The rally is driven by expectations of major central banks cutting interest rates from multi-decade highs. This relief is anticipated to ease pressure on landlords and lenders, leading to predictions that the depreciation of buildings will halt. According to Kim Politzer, head of European real estate research at Fidelity International, “We’re close to the bottom of the market, we really believe it.” Plans to invest more money into it are deemed sensible.
Despite the UK commercial property values being down by about 25% from a mid-2022 peak, experts like Nick Montgomery of Schroders suggest that Britain’s market is “at or near the bottom,” emphasizing a 4% increase in rents in 2023. BlackRock, the world’s largest asset manager, also views 2024 as an “entry point” for affordable global real estate investments.

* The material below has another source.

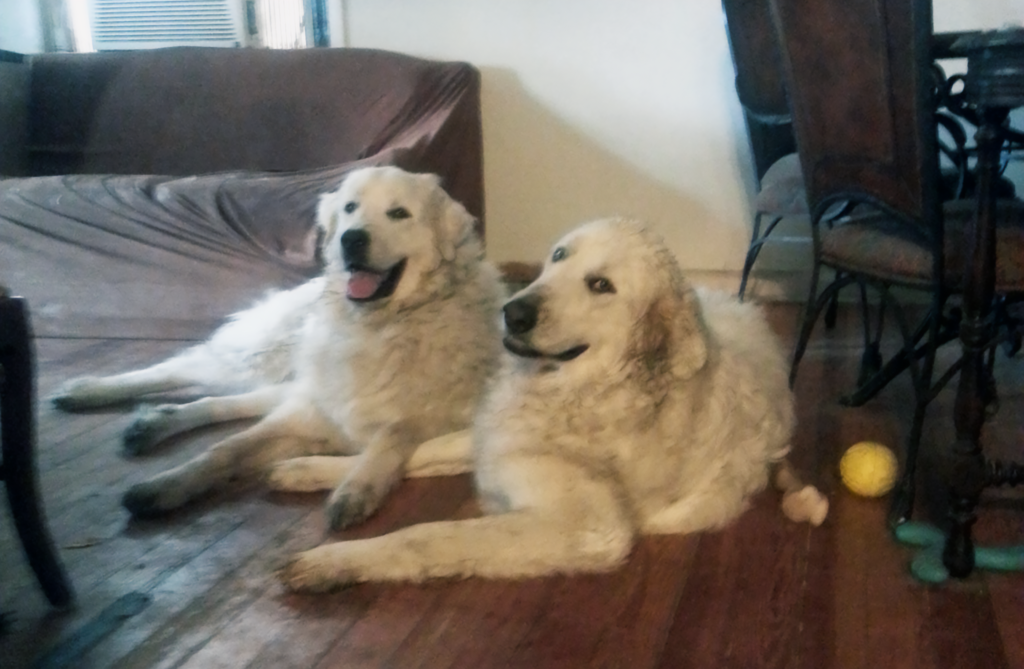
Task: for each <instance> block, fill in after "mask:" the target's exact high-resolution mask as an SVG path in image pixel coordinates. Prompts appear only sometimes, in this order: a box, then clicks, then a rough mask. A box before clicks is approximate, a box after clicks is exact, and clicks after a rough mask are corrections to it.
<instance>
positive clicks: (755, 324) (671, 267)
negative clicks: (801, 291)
mask: <svg viewBox="0 0 1024 669" xmlns="http://www.w3.org/2000/svg"><path fill="white" fill-rule="evenodd" d="M504 315H505V329H506V336H505V347H506V348H507V349H508V351H509V352H510V354H508V356H506V357H505V361H504V367H503V369H502V371H501V372H500V373H499V375H498V377H497V380H496V382H495V383H494V384H493V386H492V387H490V389H489V393H488V396H487V399H486V400H484V402H483V404H482V408H481V411H480V413H479V415H478V416H477V418H476V421H475V425H474V430H473V437H472V452H471V453H470V447H469V440H468V438H467V437H466V435H465V434H463V435H459V434H456V435H452V436H450V437H447V438H440V440H435V441H432V442H429V443H427V444H425V445H423V446H422V447H420V449H418V450H417V452H416V453H415V454H414V456H413V458H412V459H411V461H410V462H409V469H408V473H409V474H410V475H429V474H432V473H441V472H445V471H447V472H454V471H460V470H466V469H467V468H468V467H469V464H470V463H471V462H472V464H473V465H474V470H475V476H476V486H477V490H478V492H479V497H480V501H481V505H482V506H483V508H484V511H485V512H486V515H485V516H483V517H479V518H473V519H464V520H453V521H440V522H430V524H425V525H418V526H413V527H410V528H406V529H402V530H399V531H397V532H394V533H392V534H388V535H385V536H381V537H376V538H372V539H365V540H358V541H347V542H340V543H333V544H328V545H325V546H322V547H318V548H314V549H312V550H309V551H307V552H304V553H301V554H299V555H297V556H296V557H295V558H294V559H293V560H292V561H291V562H290V563H288V565H287V566H286V567H285V568H284V569H282V570H281V572H280V576H281V578H282V580H283V581H284V583H285V584H286V585H287V586H288V587H289V588H291V589H294V590H310V591H318V590H326V589H330V588H333V587H336V586H340V585H343V584H346V583H351V582H360V581H379V580H414V581H419V580H422V579H427V578H433V577H466V576H485V577H526V576H538V575H544V574H551V573H555V572H572V571H600V570H608V569H611V568H613V567H615V566H616V565H618V563H620V562H622V561H623V560H624V559H625V558H626V556H627V555H628V554H629V552H630V550H631V548H632V546H633V544H634V541H635V540H636V538H637V536H638V535H641V534H645V533H687V532H698V531H700V530H710V529H715V528H721V527H722V526H724V525H726V524H727V522H729V521H730V520H732V519H733V518H735V517H736V516H737V515H738V514H739V513H740V512H741V511H742V510H743V509H744V508H745V506H746V503H748V498H749V497H750V496H751V495H752V494H753V493H755V492H757V491H759V490H761V489H762V488H764V487H765V485H766V484H767V482H768V478H769V471H770V469H771V467H772V465H775V464H779V463H783V464H784V461H783V456H784V455H785V454H786V452H787V450H788V448H790V440H791V436H792V433H793V429H794V408H793V396H792V394H791V392H790V388H788V386H787V383H786V364H785V361H784V358H783V356H782V354H781V352H780V350H779V346H778V344H777V342H776V340H775V337H774V335H773V334H772V333H771V331H770V330H769V328H768V326H767V324H766V323H765V321H764V319H763V318H762V316H761V315H760V313H759V311H757V310H756V308H755V307H752V306H750V305H744V304H740V303H739V302H737V301H735V300H734V299H732V298H730V297H726V296H723V295H718V294H712V293H707V292H697V291H694V290H693V289H692V288H691V287H690V286H689V285H688V284H687V283H686V281H685V280H684V279H683V277H682V275H681V274H680V270H679V266H678V265H677V263H676V261H675V259H674V258H673V256H672V255H671V253H670V252H669V251H668V250H667V249H666V248H665V246H664V245H663V244H662V243H660V242H659V241H658V240H657V239H655V237H654V236H652V235H651V234H649V233H647V232H646V231H644V229H643V228H642V227H641V226H640V225H639V224H637V223H635V222H632V221H629V220H621V219H614V220H604V221H598V222H594V223H590V224H587V225H584V226H583V227H581V228H579V229H577V231H575V232H572V233H570V234H569V235H568V236H566V237H565V238H564V239H562V240H561V241H560V242H558V244H557V245H556V247H555V249H554V252H553V253H552V254H551V256H550V259H549V260H548V261H547V263H546V264H545V267H544V271H543V274H542V275H541V277H540V278H539V279H538V280H537V281H536V282H535V283H534V284H531V285H530V286H528V287H527V288H525V289H524V290H522V291H520V292H519V293H517V294H516V295H515V296H513V298H512V299H511V300H510V301H509V302H507V303H506V304H505V306H504ZM355 465H356V463H355V462H354V461H352V460H350V459H347V458H299V459H297V460H293V461H290V462H285V463H282V464H280V465H279V466H278V467H276V468H275V469H274V471H273V472H272V473H271V476H270V480H271V485H272V486H274V487H275V488H279V489H292V490H296V489H298V490H312V489H316V488H318V487H323V486H324V485H325V484H326V485H328V486H329V485H330V482H331V480H334V479H336V477H338V476H343V475H345V474H346V472H347V471H348V470H349V469H350V468H351V467H352V466H355ZM779 478H780V479H781V480H779V482H778V483H779V485H780V487H781V488H783V489H785V490H786V491H787V494H786V496H785V502H784V503H783V508H784V509H785V510H786V513H787V515H791V517H793V518H795V519H809V520H811V521H812V522H815V524H819V522H820V521H821V520H822V519H823V517H824V514H825V512H826V509H827V502H826V501H825V500H824V498H823V497H821V496H820V494H818V493H817V491H816V490H815V489H814V488H811V487H802V486H801V485H800V484H799V482H797V480H796V479H795V478H794V476H793V475H792V472H791V471H788V469H787V468H785V467H784V466H783V467H782V470H781V471H780V473H779Z"/></svg>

High Hopes, Big Risks: The remarkable rally contrasts with ongoing warnings from major regulators, including the president of Germany’s financial regulator, who identifies commercial real estate as “risk No. 1.” Despite this, there has been a positive shift in market sentiment towards real estate, reflected in global property funds attracting significant net inflows.
Commercial landlords globally face over $2 trillion in loans due for refinancing by end-2025. A significant minority could struggle unless major central banks cut rates promptly, as predicted by money markets. S&P Global has put a substantial portion of European real estate groups and U.S. landlords on notice for a debt downgrade due to financial struggles with high rates.
Green Shoots? While commercial property transactions in 2023 were over 50% lower than in 2022 in the U.S. and Europe, there are signs of improvement. Real estate value declines have moderated, and there’s optimism that the market is turning around, particularly in Europe. Recovery is expected to be uneven, with a preference for Europe over the United States.
Capital Economics forecasts a 1.1% rise in the values of commercial buildings in the UK in 2024, following a 4% drop in 2023. Euro zone real estate prices are predicted to turn positive in 2025, while the U.S. is expected to lag behind with a 10% drop this year and no recovery until 2026.
Even with concerns about the Fed’s rate hikes, U.S. credit investors are turning optimistic on real estate, with an index of bonds issued by U.S. REITs returning to pre-hike levels. The outlook is improving as the Fed’s rate hike cycle is anticipated to end in 2024, according to Yuri Seliger, credit strategist at Bank of America.